Francis offered his congratulations to the parliament “on this initiative that aims to help and make life more dignified for those who, having a homeland, regrettably do not find in their countries adequate conditions of security and subsistence” and are forced to flee.
The pope’s message highlighted three themes: reality, dialogue, and commitment. He explained how each of these can be oriented toward developing effective humanitarian aid for migrant peoples.
Speaking about his first chosen word, “reality,” Francis emphasized knowing the causes of migration.
“This requires not only analysis of this situation from ‘the study desk,’” he said, “but also in contact with people, that is to say with real faces.” He warned against an “aseptic analysis” which “produces sterile measurements,” instead encouraging the parliament to pursue “a relationship with a person in the flesh (which) helps us to perceive the deep scars that he carries with him, caused by the reason, or unreason, of migration.”
Francis expressed hope that the assembly would produce “valid responses for migrants and host countries,” as well as security which is based in reality.
“Dialogue is indispensable in this work,” Francis explained. “One cannot work in isolation; we all need each other.”
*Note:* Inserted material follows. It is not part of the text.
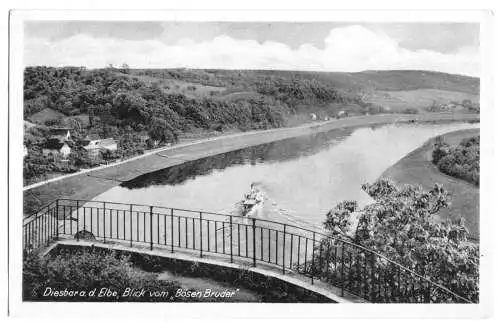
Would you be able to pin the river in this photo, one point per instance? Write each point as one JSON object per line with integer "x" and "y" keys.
{"x": 301, "y": 178}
He condemned the “throwaway culture,” calling instead for member nations to work for approaches which welcome migrants fairly and efficiently. He emphasized the need for unity in dialogue, saying that attaining “a consensus between the parties is a ‘craft;’ a meticulous, almost imperceptible task but essential for shaping agreements and regulations.
“Dialogue is essential to foster solidarity with those who have been deprived of their fundamental rights,” Francis said.
Speaking on commitment, the pope cautioned against spending too much energy “on the detailed analysis and the debate of ideas,” saying instead that a solution must be sought.
He emphasized the need for mid-term as well as long-term planning so that aid can extend beyond emergency responses. This, he said, will allow for migrants’ integration into their new nations and, assistance in the lands they fled.
Francis called special attention to the needs of children in this struggle, recalling their “right to be children,” and once more spoke out against human trafficking, which he described as a “scourge.”
He acknowledged the enormity of the work, saying that “we need men and women of good will who, with their concrete commitment, can respond to this ‘cry.’
“I urge national governments to assume their responsibilities to all those residing in their territory,” the pope said, “and I reiterate the commitment of the Catholic Church, through the presence of the local and regional Churches, to responding to this wound.”
In closing, Pope Francis encouraged the assembly in their work on this crisis, and prayed for the intercession of the Holy Virgin, recalling the Holy Family’s flight to Egypt. He asked for the prayers of the assembly, and asked God to bless them.